I ran into a limitation while working on a lua.zig wrapper, and I want to check whether I’m understanding Zig’s design correctly, or whether I’m missing an intended approach.

My practical use case

I have a namespace like this:

const APIs = struct {
    pub extern fn lua_createtable(L: *State, narr: c_int, nrec: c_int) callconv(.c) void;
    pub extern fn lua_pushinteger(L: *State, n: c_int) callconv(.c) void;
    // ...
};

What I want for the public API is:

pub const createtable = APIs.lua_createtable;
pub const pushinteger = APIs.lua_pushinteger;
// ...

So that users (remain parts of my code) can simply write:

const lua = @import("lua.zig");
lua.createtable(...);
lua.pushinteger(...);

(I know there is zlua project in github, but it required to build lua itself into shared library, which is not fill my purpose)

This is currently working fine if I write those aliases manually.

What I hoped to do

Since all the source declarations are already present in APIs, I hoped I could:

  1. iterate over @typeInfo(APIs).@"struct".decls
  2. get each declaration name and member
  3. strip the lua_ prefix (or transform luaL_... as needed)
  4. somehow generate: pub const {new_name} = {member};

But as far as I can tell, Zig currently allows reflection over decls, and allows type construction for fields via @Struct, but does not allow constructing new declarations or injecting them into a container/module scope.

So the only current options seem to be:

  • write aliases manually
  • or generate a .zig file with codegen modified it (I have other helpers in lua.zig, so I could just replace parts of file, not whole).

My questions

1. Is this limitation intentional because of Zig’s “No hidden control flow” / anti-macro philosophy?

I’m wondering whether declaration generation is intentionally excluded because introducing new declarations from comptime would be considered too close to hidden language-level metaprogramming.

In other words: is the inability to generate decls from reflected decls a deliberate design boundary, rather than just an unimplemented feature?

2. Is there any roadmap or long-term plan for declaration-level metaprogramming?

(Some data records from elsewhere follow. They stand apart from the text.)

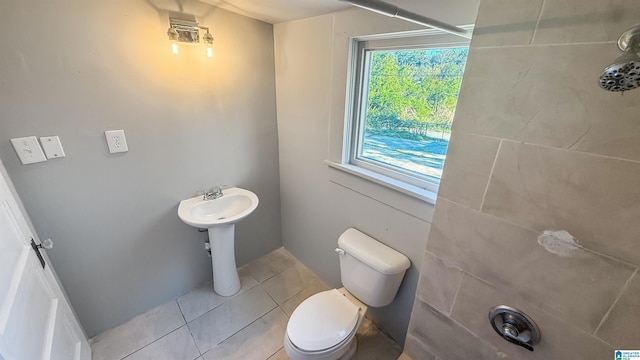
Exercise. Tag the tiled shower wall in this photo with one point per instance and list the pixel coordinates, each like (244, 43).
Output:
(537, 145)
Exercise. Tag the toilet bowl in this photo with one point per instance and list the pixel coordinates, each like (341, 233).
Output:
(324, 326)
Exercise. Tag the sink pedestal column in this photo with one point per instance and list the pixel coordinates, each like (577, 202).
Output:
(223, 258)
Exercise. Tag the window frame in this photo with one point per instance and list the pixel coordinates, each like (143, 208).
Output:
(360, 48)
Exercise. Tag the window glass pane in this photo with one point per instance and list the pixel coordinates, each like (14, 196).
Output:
(411, 97)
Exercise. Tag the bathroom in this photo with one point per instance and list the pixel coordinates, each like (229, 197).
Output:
(536, 145)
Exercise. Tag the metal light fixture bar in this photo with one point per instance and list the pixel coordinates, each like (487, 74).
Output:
(185, 31)
(388, 9)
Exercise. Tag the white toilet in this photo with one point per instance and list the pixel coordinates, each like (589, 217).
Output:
(323, 327)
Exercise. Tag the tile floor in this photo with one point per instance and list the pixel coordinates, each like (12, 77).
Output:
(249, 325)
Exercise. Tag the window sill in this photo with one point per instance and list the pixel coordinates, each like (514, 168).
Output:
(399, 186)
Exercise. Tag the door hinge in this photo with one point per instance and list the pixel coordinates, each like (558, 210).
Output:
(36, 248)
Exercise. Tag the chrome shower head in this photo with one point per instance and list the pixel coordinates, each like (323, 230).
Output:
(624, 73)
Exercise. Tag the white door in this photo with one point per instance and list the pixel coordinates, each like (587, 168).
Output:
(36, 322)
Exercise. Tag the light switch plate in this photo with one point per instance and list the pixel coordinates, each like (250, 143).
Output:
(52, 147)
(28, 150)
(116, 141)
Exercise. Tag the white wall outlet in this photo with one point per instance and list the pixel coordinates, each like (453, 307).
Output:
(52, 147)
(116, 141)
(28, 150)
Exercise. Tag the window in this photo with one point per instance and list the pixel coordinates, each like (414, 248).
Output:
(403, 94)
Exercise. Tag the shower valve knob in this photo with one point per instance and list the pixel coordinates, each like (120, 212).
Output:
(514, 326)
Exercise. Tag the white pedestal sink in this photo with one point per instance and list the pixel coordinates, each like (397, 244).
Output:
(219, 216)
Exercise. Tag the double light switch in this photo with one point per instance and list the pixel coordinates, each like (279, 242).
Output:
(30, 152)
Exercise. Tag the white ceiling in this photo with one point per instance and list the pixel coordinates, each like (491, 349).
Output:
(275, 11)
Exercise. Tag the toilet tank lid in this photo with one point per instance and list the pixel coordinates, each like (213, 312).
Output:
(372, 252)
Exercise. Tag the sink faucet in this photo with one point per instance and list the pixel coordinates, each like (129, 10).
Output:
(213, 193)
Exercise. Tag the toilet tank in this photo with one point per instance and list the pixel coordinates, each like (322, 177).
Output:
(370, 270)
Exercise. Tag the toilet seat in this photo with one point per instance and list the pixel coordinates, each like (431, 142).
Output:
(322, 321)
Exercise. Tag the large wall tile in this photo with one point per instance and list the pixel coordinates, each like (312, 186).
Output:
(506, 22)
(560, 340)
(415, 350)
(621, 327)
(577, 21)
(445, 338)
(467, 169)
(596, 199)
(578, 288)
(438, 282)
(548, 95)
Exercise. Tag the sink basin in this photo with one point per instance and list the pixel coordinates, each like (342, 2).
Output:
(234, 205)
(219, 216)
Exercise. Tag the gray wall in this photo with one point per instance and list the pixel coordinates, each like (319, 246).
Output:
(537, 145)
(318, 202)
(75, 69)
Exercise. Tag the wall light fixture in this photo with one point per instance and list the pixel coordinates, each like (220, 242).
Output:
(188, 31)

I’m not necessarily asking for a full macro system, but something like:

  • declaration reification
  • constructing container decls in @Struct
  • or some supported way to generate alias declarations from reflected declarations
    Has this been discussed as a possible future direction, or is it considered out of scope?

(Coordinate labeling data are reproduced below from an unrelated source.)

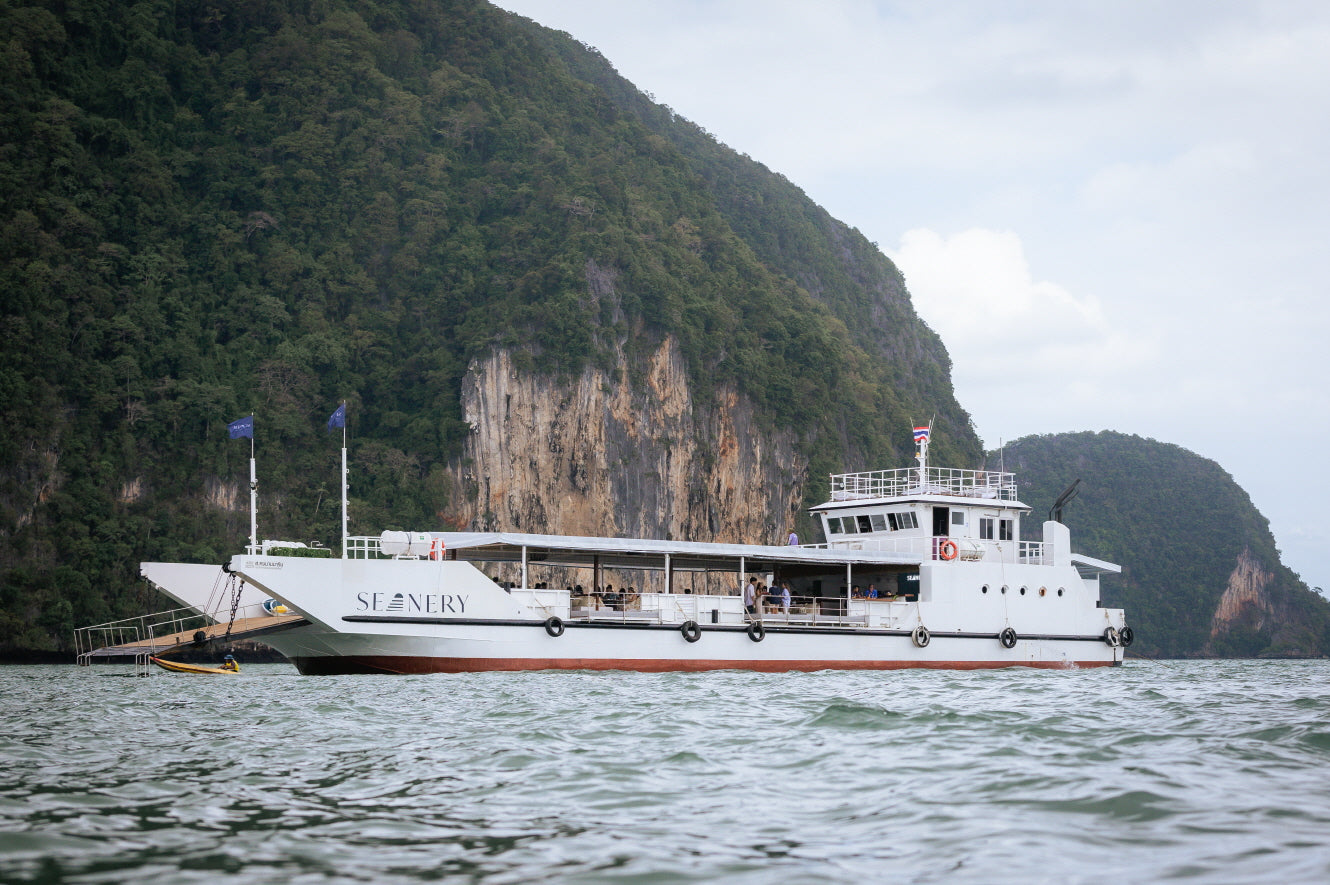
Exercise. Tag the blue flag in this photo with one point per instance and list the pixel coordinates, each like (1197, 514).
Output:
(337, 418)
(242, 427)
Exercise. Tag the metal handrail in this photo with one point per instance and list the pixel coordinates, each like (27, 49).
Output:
(935, 481)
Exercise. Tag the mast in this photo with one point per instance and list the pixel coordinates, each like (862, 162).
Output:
(253, 499)
(922, 435)
(345, 487)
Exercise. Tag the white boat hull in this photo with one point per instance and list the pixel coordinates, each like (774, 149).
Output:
(420, 616)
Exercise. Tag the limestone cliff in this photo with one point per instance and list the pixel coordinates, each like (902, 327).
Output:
(604, 454)
(1244, 600)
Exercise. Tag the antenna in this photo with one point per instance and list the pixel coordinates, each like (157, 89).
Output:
(1055, 513)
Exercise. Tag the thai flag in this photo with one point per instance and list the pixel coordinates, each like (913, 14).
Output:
(241, 427)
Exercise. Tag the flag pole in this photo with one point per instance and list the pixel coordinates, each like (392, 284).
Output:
(343, 489)
(253, 501)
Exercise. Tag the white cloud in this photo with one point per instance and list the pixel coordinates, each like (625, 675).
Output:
(1000, 324)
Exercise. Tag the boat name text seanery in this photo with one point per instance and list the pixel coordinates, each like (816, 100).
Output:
(407, 603)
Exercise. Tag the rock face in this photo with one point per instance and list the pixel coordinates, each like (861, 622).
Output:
(633, 458)
(1245, 602)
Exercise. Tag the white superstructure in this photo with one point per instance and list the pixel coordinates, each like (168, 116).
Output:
(923, 567)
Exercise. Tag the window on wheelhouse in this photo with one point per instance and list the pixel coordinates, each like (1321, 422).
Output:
(902, 521)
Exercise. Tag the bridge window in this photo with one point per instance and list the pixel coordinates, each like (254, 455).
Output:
(903, 521)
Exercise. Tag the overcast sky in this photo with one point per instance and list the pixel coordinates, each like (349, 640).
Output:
(1115, 214)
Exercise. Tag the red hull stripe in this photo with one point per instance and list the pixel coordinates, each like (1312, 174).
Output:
(404, 664)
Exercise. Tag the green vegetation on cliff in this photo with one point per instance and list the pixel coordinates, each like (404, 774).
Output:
(217, 209)
(1179, 526)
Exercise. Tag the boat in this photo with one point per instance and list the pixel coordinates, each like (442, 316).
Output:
(177, 667)
(921, 567)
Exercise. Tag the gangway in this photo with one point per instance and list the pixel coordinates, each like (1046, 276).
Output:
(137, 639)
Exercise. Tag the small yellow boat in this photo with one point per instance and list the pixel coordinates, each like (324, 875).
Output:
(176, 667)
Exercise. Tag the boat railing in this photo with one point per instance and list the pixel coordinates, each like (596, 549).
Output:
(934, 547)
(935, 481)
(144, 628)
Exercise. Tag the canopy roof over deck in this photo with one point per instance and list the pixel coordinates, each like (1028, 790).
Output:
(636, 552)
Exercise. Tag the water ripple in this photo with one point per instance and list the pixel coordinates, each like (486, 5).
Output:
(1205, 771)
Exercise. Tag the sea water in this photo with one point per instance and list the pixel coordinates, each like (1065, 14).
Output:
(1156, 771)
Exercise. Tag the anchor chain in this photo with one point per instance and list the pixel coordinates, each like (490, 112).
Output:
(237, 588)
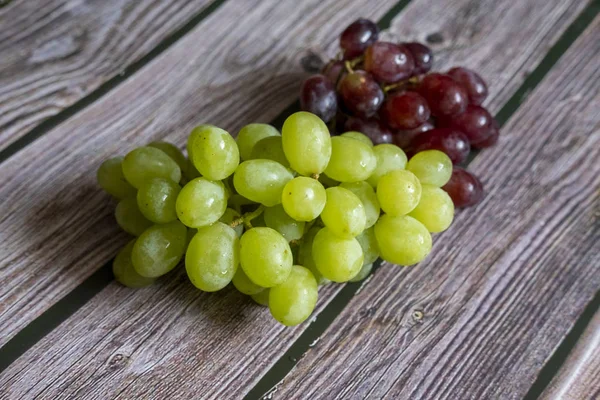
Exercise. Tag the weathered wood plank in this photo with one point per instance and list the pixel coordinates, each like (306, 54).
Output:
(579, 377)
(503, 286)
(55, 52)
(167, 337)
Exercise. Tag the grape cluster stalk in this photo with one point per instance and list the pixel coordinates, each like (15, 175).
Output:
(275, 214)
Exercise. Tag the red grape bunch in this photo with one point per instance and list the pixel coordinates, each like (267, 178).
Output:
(387, 91)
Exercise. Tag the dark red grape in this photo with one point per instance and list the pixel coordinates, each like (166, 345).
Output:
(422, 55)
(451, 141)
(357, 37)
(403, 139)
(361, 94)
(318, 96)
(389, 62)
(405, 111)
(464, 188)
(472, 82)
(373, 128)
(443, 94)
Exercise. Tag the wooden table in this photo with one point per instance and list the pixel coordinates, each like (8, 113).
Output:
(502, 309)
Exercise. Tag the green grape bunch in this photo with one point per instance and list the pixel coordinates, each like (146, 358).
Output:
(275, 214)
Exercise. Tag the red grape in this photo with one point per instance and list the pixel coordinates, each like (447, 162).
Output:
(405, 111)
(357, 37)
(443, 94)
(464, 188)
(422, 55)
(472, 82)
(388, 62)
(451, 141)
(361, 94)
(373, 128)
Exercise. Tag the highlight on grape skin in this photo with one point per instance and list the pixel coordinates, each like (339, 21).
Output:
(366, 171)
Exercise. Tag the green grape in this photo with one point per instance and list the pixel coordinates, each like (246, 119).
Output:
(125, 273)
(261, 181)
(305, 255)
(270, 148)
(337, 259)
(159, 249)
(244, 285)
(111, 179)
(358, 136)
(130, 218)
(229, 216)
(351, 160)
(261, 298)
(156, 200)
(344, 213)
(201, 202)
(368, 198)
(265, 256)
(435, 209)
(276, 218)
(172, 151)
(292, 302)
(212, 257)
(306, 143)
(368, 243)
(213, 152)
(402, 240)
(389, 158)
(145, 163)
(303, 198)
(363, 273)
(250, 135)
(432, 167)
(398, 192)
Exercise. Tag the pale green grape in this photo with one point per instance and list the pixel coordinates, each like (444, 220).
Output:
(201, 202)
(337, 259)
(125, 273)
(402, 240)
(435, 209)
(344, 213)
(159, 249)
(270, 148)
(156, 200)
(389, 158)
(276, 218)
(368, 243)
(294, 300)
(229, 216)
(306, 143)
(358, 136)
(244, 285)
(363, 273)
(145, 163)
(368, 198)
(213, 257)
(265, 256)
(351, 160)
(130, 218)
(213, 152)
(303, 198)
(432, 167)
(111, 179)
(250, 135)
(261, 181)
(398, 192)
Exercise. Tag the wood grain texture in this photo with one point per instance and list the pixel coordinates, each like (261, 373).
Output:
(157, 339)
(55, 52)
(579, 377)
(504, 285)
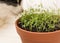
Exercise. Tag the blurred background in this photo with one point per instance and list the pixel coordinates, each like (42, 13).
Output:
(10, 10)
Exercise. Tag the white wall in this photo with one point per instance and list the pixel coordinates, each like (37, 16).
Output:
(54, 4)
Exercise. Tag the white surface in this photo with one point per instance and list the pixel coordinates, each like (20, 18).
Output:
(54, 4)
(8, 34)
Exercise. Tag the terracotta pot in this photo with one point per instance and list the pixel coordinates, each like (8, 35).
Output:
(38, 37)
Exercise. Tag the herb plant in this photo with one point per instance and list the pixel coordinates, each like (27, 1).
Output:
(39, 21)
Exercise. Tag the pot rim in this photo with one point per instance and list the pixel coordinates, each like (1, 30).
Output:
(35, 32)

3. In cases like this, is code generation the recommended Zig-style solution?

For this kind of FFI wrapper ergonomics problem, is the intended answer simply:

“yes, use build-time codegen and generate a .zig file”

If so, that’s totally fine — I mainly want to understand whether this is the idiomatic expected approach today. (btw, the usingnamespace is deleted from language, so a separate .zig file can not hide the indirection from user, so the codegen must modify the part of file)

Thanks!

True.

For the same reason, I don’t think there will be any currently.

Edit: I think manually writing it in this particular scenario is optimal, because the actual requirement here is just to generate a specific structure. I think this approach is not large in scale; string-based metaprogramming is too fragile. If the scale is really unacceptably large, or if there is a very complex need for automatic conversion compatible with multiple versions, code generation at build time may be more recommended.

I’m afraid so; generating at build time is considered the recommended solution.

1 Like

Thanks for the reply! It’s very clear for me.

So there it’s final question: as ‘usingnamespace` is removed, how can I “merge” the generated struct into the unique namespace?

Or is it not an optimal or recommend way in zig? User should use const lua = @import(“Lua.zig”).Lua; instead?